Il primo è di fatto un atto determinato, in quanto l’individuo si ritrova prigioniero dei “nodi dell’esistenza”, come nei casi di un crollo finanziario o di pulsioni suicide scaturire da passioni, vendetta o umiliazioni. Il secondo invece si autodetermina, in quanto atto libero e incondizionato, e rappresenta una scelta esistenziale da parte di un individuo che, per diverse ragioni, ritiene la vita insopportabile.

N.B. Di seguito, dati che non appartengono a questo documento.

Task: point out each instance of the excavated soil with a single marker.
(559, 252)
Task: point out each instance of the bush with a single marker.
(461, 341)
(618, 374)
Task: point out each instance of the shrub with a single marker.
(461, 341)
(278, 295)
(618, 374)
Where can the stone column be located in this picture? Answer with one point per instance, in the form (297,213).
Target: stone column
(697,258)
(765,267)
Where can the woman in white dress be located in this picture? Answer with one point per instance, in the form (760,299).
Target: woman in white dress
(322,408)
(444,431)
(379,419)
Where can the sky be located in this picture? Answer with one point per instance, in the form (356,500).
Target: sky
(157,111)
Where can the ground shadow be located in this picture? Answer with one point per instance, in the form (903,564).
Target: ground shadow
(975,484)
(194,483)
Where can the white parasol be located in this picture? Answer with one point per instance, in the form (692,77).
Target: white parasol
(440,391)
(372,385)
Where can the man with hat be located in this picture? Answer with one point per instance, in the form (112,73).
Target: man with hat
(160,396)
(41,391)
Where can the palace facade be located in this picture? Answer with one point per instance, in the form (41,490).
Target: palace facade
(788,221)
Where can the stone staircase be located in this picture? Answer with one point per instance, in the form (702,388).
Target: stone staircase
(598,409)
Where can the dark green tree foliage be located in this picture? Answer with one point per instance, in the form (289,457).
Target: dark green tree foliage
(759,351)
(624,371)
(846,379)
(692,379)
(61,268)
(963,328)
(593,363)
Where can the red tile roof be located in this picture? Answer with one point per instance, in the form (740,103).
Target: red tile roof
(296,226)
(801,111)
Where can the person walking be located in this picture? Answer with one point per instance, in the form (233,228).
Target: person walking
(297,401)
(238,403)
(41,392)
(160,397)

Cosa porta al suicidio, una spiegazione diversa

Al di là dell’apologia zarathustriana, che lo ritiene la miglior forma di morte in quanto dipendente dalla volontà, il suicidio resta una categoria dell’umano avvolta da mistero e ambiguità. Lungi dal poter essere ridotta ad una sindrome, piuttosto che un disturbo, e men che mai associabile ad una malattia mentale, la scelta di una morte libera, pur riconoscendone la matrice psicopatologica, è piuttosto propria di una dimensione antropologica. In quanto situazione limite di un’ambiguità esistenziale, il suicidio sfugge a classificazioni e categorizzazioni, a semplificazioni e scorciatoie.

Impossibile identificare il suicida o cercare di catalogare il gesto più individuale che si possa concepire. La storia è piena come abbiamo visto di esempi che sfuggono a spiegazioni banalmente sociologiche, a sbrigative eziologie, piuttosto che a nessi causa-effetto forzati. Il sucidio come gesto disperato di protesta rappresenta una forma di rivolta contro lo sfinimento della vita umana, ridotta ormai a puro bisogno di corpo e carne, in una vuota rincorsa al consumo e all’edonismo. Uccidere se stessi per richiamare l’attenzione diventa allora una forma di lotta non violenta, che matura come forma di ribellione a una condizione ritenuta incompatibile con la vita.